Raid 10 or RaidZ2

jkiel · Aug 24, 2017

Currently configuring a 10 drive (2GB spindles) array with a 960GB NVMe SSD for L2ARC and 400GB Intel 750 NVMe SSD for SLOG. 128GB ram, 8 core Intel (forget which one.) 10gbE.

This will be used primarily for Vmware/Vsphere storage, using NFS. (IIRC, iSCSI is only faster because use uses unsafe async writes by default? Enabling sync on iSCSI makes it the same or slower than NFS when used with Vmware?)

I see it recommended often that Raid 10 is preferred over RaidZx for Vmware, however since everything will be written synchronously, going through the SLOG/ZIL, is there really any noticeable performance improvement over RaidZ2? Isn't the SLOG device (or network interface if SLOG is fast enough) the bottleneck for sync writes? What am I missing?

bestboy · Aug 29, 2017

Mirrors achieve more read IOPS than raidz.

A raidz vdev of n drives gives you the read IOPS of 1 drive.
A raidz vdev of n drives gives you the bandwidth of n - p drives (p being the number of parity drives. e.g. 2 for raidz2).
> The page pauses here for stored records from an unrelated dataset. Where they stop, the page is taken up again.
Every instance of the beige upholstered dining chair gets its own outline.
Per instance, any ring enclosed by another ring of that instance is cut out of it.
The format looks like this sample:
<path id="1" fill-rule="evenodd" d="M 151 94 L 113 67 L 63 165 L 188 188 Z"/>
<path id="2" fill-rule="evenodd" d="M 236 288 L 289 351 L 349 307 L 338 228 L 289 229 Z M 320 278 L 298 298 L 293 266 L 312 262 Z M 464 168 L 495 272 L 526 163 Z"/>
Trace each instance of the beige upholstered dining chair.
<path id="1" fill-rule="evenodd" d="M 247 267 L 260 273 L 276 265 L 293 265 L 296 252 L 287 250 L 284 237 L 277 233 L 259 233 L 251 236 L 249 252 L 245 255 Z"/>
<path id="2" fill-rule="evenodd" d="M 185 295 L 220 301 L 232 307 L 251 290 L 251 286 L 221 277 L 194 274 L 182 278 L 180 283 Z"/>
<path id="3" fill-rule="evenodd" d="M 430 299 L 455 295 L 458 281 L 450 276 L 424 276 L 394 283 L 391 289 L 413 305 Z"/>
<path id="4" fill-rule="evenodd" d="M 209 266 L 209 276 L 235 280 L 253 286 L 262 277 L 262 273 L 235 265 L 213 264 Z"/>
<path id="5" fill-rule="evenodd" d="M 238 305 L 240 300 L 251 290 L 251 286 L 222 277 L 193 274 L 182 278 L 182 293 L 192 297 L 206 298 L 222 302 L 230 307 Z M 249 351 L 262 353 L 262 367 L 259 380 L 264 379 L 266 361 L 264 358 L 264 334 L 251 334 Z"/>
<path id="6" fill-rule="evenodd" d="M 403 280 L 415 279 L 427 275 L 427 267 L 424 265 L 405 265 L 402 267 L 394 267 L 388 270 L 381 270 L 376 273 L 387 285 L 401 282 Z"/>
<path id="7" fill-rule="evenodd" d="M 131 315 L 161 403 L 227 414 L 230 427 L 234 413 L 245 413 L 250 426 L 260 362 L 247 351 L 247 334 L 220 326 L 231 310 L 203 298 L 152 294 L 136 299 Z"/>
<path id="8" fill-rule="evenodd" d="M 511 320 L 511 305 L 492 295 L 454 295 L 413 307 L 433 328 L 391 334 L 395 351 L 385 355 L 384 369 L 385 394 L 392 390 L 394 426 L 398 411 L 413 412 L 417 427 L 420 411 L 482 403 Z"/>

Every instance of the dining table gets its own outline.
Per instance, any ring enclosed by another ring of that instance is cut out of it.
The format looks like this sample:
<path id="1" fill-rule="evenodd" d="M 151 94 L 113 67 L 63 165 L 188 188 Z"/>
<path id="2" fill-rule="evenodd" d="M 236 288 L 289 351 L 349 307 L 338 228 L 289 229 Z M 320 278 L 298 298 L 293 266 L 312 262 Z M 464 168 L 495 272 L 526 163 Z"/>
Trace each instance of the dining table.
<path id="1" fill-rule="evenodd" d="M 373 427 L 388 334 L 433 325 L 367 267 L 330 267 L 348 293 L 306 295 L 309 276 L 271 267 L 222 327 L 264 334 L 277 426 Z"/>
For VM hosting bandwidth is typically not an issue. Read IOPS of the disk sub-system on the other hand is an issue in case the workload does not fit into ARC/L2ARC.

genBTC · Sep 1, 2017

bestboy said:
A raidz vdev of n drives gives you the read IOPS of 1 drive.

Why is this the case ?

bestboy · Sep 3, 2017

Because of how raidz works. A vdev behaves like a single drive.
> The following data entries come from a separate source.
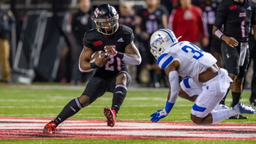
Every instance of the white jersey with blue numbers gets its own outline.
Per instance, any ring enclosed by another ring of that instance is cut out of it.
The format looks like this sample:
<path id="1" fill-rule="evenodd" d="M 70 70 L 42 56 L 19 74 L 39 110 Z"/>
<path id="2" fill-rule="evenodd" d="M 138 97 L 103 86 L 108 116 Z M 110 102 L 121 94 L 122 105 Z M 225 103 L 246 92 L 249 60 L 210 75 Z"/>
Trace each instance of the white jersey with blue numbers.
<path id="1" fill-rule="evenodd" d="M 217 61 L 211 54 L 187 41 L 180 42 L 167 48 L 158 58 L 157 65 L 164 70 L 174 61 L 180 63 L 179 75 L 197 80 L 199 74 Z"/>

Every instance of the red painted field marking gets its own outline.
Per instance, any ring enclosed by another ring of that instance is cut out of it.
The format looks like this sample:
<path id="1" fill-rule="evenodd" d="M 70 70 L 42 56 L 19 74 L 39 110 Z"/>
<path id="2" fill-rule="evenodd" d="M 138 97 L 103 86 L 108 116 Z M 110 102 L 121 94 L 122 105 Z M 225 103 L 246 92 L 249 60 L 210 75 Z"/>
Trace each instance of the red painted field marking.
<path id="1" fill-rule="evenodd" d="M 118 121 L 113 128 L 105 121 L 69 119 L 58 132 L 43 134 L 52 119 L 0 117 L 0 139 L 118 138 L 191 140 L 256 140 L 256 124 L 217 124 L 199 126 L 192 123 Z"/>

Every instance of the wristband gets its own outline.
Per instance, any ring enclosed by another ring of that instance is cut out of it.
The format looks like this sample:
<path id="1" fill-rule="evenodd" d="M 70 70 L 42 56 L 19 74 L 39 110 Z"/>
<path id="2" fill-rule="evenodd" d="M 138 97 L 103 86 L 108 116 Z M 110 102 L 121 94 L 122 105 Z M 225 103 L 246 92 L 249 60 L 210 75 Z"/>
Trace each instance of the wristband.
<path id="1" fill-rule="evenodd" d="M 220 39 L 220 40 L 221 40 L 221 37 L 224 35 L 224 34 L 222 32 L 218 29 L 215 30 L 214 32 L 214 34 Z"/>
<path id="2" fill-rule="evenodd" d="M 91 63 L 90 63 L 90 66 L 91 66 L 91 67 L 92 67 L 93 68 L 95 68 L 97 67 L 99 67 L 99 66 L 97 66 L 96 64 L 95 64 L 95 62 Z"/>
<path id="3" fill-rule="evenodd" d="M 168 101 L 166 102 L 166 104 L 165 105 L 165 111 L 169 114 L 171 110 L 172 110 L 172 109 L 173 108 L 173 105 L 174 105 L 174 103 L 171 103 Z"/>
<path id="4" fill-rule="evenodd" d="M 117 53 L 116 53 L 116 54 L 115 54 L 116 55 L 116 56 L 121 58 L 121 59 L 123 59 L 123 58 L 124 54 L 122 53 L 121 53 L 121 52 L 118 52 Z"/>

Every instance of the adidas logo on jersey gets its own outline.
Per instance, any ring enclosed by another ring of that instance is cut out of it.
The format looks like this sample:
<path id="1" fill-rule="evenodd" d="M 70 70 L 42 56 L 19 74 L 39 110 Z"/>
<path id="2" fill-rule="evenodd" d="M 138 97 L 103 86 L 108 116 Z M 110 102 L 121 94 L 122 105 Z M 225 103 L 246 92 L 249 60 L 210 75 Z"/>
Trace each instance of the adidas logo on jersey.
<path id="1" fill-rule="evenodd" d="M 123 38 L 121 38 L 119 39 L 119 40 L 117 40 L 117 42 L 124 42 L 124 41 L 123 41 Z"/>

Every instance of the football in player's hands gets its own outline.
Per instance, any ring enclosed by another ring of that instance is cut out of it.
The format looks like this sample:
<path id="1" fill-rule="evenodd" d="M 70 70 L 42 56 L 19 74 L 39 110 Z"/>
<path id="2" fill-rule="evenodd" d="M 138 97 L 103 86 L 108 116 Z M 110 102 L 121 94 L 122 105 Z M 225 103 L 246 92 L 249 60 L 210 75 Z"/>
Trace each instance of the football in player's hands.
<path id="1" fill-rule="evenodd" d="M 101 57 L 103 56 L 104 55 L 108 55 L 108 54 L 104 51 L 96 51 L 92 54 L 92 56 L 91 56 L 91 58 L 90 59 L 90 63 L 93 63 L 95 62 L 95 58 L 96 58 L 96 57 L 97 55 L 97 54 L 98 53 L 99 54 L 99 57 Z"/>

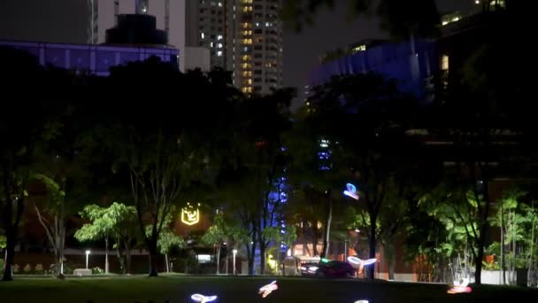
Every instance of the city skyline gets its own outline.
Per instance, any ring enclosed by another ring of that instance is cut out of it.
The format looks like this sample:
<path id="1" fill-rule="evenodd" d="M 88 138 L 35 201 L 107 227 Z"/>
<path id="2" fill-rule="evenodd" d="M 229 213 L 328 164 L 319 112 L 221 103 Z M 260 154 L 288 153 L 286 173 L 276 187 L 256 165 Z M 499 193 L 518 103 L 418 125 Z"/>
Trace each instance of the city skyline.
<path id="1" fill-rule="evenodd" d="M 471 0 L 438 0 L 439 11 L 451 12 L 473 5 Z M 86 43 L 89 6 L 88 1 L 5 0 L 0 3 L 0 39 Z M 39 25 L 39 26 L 36 26 Z M 47 28 L 47 30 L 43 30 Z M 337 33 L 338 35 L 334 35 Z M 324 9 L 311 26 L 301 32 L 284 28 L 283 85 L 295 87 L 298 96 L 292 107 L 304 100 L 309 73 L 325 51 L 364 39 L 387 38 L 373 17 L 354 16 L 338 2 L 332 10 Z M 187 35 L 186 39 L 188 39 Z M 189 45 L 188 40 L 186 43 Z"/>

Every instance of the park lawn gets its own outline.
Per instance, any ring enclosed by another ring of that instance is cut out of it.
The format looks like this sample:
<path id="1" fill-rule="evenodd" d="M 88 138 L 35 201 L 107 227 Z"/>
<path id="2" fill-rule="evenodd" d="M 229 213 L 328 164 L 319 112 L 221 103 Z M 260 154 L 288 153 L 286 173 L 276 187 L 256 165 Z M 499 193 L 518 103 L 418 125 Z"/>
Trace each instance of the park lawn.
<path id="1" fill-rule="evenodd" d="M 262 299 L 257 289 L 278 280 L 279 290 Z M 301 277 L 142 276 L 67 278 L 16 278 L 0 283 L 0 302 L 192 302 L 190 295 L 218 295 L 218 302 L 353 303 L 381 302 L 537 302 L 538 290 L 473 287 L 473 293 L 449 295 L 442 284 Z"/>

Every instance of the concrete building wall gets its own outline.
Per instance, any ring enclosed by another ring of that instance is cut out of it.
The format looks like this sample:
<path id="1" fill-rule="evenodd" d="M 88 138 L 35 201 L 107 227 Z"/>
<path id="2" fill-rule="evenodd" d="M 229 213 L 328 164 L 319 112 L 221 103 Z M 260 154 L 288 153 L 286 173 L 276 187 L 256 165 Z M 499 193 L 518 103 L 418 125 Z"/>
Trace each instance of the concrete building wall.
<path id="1" fill-rule="evenodd" d="M 0 46 L 27 50 L 41 65 L 85 71 L 107 76 L 111 66 L 157 56 L 161 60 L 176 64 L 178 50 L 171 48 L 117 47 L 105 45 L 64 44 L 0 41 Z"/>
<path id="2" fill-rule="evenodd" d="M 210 50 L 200 46 L 185 47 L 185 70 L 200 68 L 202 72 L 209 72 L 211 69 L 210 60 Z"/>
<path id="3" fill-rule="evenodd" d="M 180 50 L 180 70 L 182 72 L 185 71 L 185 1 L 170 1 L 170 30 L 168 32 L 168 44 Z M 158 19 L 159 18 L 164 18 L 164 16 L 158 17 Z"/>
<path id="4" fill-rule="evenodd" d="M 168 29 L 168 43 L 180 50 L 180 69 L 185 70 L 186 1 L 187 0 L 94 0 L 95 19 L 92 43 L 104 43 L 106 30 L 116 25 L 116 14 L 132 14 L 138 7 L 140 13 L 157 18 L 157 28 Z M 138 5 L 138 6 L 137 6 Z M 168 27 L 166 27 L 168 25 Z M 90 27 L 92 25 L 90 24 Z M 91 35 L 91 34 L 90 34 Z"/>

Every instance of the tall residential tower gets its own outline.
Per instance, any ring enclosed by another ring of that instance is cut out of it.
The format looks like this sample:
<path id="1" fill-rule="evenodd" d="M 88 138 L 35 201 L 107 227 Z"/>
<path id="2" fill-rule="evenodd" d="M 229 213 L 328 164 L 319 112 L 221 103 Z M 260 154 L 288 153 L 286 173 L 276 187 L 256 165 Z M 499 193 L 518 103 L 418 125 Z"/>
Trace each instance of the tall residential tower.
<path id="1" fill-rule="evenodd" d="M 282 87 L 282 0 L 192 0 L 187 45 L 211 50 L 212 66 L 234 72 L 244 93 Z"/>

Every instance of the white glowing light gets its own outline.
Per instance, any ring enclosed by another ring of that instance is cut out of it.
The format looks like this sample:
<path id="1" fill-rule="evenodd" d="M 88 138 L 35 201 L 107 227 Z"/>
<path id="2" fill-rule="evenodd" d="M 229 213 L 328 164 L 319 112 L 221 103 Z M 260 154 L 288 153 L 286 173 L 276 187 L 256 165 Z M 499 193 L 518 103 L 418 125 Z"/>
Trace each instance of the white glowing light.
<path id="1" fill-rule="evenodd" d="M 259 289 L 259 294 L 262 295 L 262 298 L 267 297 L 271 292 L 279 289 L 279 285 L 276 284 L 276 281 L 273 281 L 271 284 L 267 285 L 264 285 Z"/>
<path id="2" fill-rule="evenodd" d="M 454 293 L 463 293 L 463 292 L 471 292 L 473 289 L 468 287 L 469 279 L 463 278 L 460 280 L 454 281 L 453 287 L 447 291 L 447 293 L 454 294 Z"/>
<path id="3" fill-rule="evenodd" d="M 372 265 L 377 261 L 377 259 L 368 259 L 368 260 L 360 260 L 357 257 L 350 256 L 348 257 L 348 262 L 350 262 L 353 268 L 361 268 L 365 266 Z"/>
<path id="4" fill-rule="evenodd" d="M 217 296 L 204 296 L 199 293 L 195 293 L 194 295 L 190 296 L 190 299 L 192 299 L 192 300 L 195 302 L 205 303 L 216 300 Z"/>
<path id="5" fill-rule="evenodd" d="M 350 197 L 356 200 L 358 200 L 358 195 L 357 194 L 357 187 L 351 183 L 346 184 L 347 190 L 343 190 L 343 194 Z"/>
<path id="6" fill-rule="evenodd" d="M 308 268 L 308 271 L 310 271 L 311 273 L 315 273 L 318 268 L 319 268 L 317 266 L 311 266 L 310 268 Z"/>

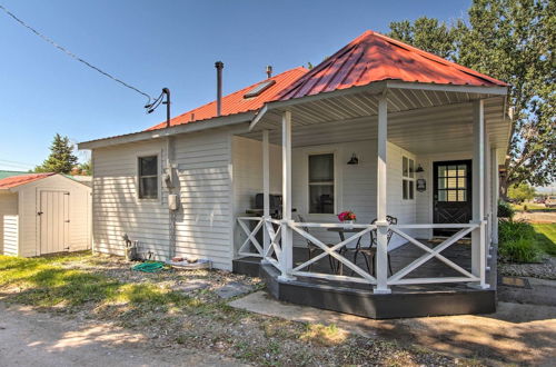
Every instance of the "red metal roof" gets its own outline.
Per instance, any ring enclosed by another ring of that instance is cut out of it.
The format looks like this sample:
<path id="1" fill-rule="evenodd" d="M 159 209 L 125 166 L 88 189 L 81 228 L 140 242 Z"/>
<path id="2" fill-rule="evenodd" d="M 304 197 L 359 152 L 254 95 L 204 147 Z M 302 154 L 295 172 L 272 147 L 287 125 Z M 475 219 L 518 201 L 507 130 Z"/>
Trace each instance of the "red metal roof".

Let's consider a read from a pool having a single raidz2 vdev with 8 physical devices. When an application issues a read request of the vdev, it enters a queue and is then processed. In order to fulfill a single read request all 8 drives of the vdev have to do work. The 6 drives that contain a data block have to fetch it and the 2 drives containing a parity block need to issue a fetch, too. When all 8 drives executed their read operation and have their block, the original data is reconstructed by re-merging the 6 data blocks. Then the parity value is computed from the merged data block and compared to the 2 parity blocks read from the drives. If the parity matches, everything is OK. The merged data block can then be decompressed and returned to the application.
The important thing to note here is that all 8 drives have to do work in order to re-construct the original data. So 8 physical read operations will add up to a single logical read operation or

A raidz vdev of n drives gives you the read IOPS of 1 drive.
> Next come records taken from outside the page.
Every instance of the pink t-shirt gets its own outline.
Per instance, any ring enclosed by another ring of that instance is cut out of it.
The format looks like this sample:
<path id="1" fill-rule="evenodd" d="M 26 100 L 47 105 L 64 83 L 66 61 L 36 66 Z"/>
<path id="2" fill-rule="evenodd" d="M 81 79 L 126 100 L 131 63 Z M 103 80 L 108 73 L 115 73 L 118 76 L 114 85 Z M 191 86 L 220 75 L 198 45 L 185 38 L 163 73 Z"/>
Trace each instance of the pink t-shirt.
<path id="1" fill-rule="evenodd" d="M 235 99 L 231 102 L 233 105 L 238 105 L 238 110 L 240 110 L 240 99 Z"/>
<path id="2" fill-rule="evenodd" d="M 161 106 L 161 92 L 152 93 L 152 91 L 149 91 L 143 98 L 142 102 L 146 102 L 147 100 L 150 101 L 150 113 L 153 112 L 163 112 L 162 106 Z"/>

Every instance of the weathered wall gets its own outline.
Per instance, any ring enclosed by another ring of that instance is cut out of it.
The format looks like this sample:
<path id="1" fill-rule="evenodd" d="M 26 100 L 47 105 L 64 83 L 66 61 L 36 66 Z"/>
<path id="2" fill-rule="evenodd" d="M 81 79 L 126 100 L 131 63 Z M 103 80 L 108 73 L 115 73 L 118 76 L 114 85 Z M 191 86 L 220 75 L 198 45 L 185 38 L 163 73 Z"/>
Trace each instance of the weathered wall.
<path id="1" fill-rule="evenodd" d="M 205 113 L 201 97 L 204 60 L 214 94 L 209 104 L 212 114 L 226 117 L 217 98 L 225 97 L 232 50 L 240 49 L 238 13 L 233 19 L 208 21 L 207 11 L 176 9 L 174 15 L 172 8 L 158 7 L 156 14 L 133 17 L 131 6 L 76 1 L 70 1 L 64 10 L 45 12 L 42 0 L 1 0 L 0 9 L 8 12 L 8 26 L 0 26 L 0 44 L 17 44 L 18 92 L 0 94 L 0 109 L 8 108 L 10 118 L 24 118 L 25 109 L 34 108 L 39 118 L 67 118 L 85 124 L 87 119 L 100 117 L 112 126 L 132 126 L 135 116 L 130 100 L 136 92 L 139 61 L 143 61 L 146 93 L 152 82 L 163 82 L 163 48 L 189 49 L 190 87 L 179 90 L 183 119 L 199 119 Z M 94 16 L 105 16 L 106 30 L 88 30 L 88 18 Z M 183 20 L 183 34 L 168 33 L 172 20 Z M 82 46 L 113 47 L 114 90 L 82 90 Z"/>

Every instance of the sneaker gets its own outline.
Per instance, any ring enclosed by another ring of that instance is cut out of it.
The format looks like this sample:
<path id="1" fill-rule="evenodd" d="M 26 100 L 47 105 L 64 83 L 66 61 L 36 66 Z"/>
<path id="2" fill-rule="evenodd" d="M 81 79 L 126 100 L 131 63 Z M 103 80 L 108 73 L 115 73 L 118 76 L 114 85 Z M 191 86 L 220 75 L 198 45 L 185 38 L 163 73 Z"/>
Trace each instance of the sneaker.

Mirror vdevs work differently. I you have a 2-way mirror vdev and you issue a bunch of read requests to it, then they first end up in a queue. And since each mirror device contains all the data and there is no parity to check, the read operation is simpler than in the raidz case. A single mirror device is asked to fetch all the data blocks to fulfill the read request. So in a mirror vdev only 1 of the devices have to do work to fulfill the read request. Now, since we have 2 mirror devices, we can dequeue another read request and let the second mirror device fetch those blocks while the first mirror device fetches the ones for the first request. The 2 physical devices act independently for reads which is why we can use the read IOPS of each drive. Hence, in contrast to raidz:

A mirror vdev of n drives gives you the read IOPS of n drives.

Stux · Sep 3, 2017

bestboy said:
Because of how raidz works. A vdev behaves like a single drive.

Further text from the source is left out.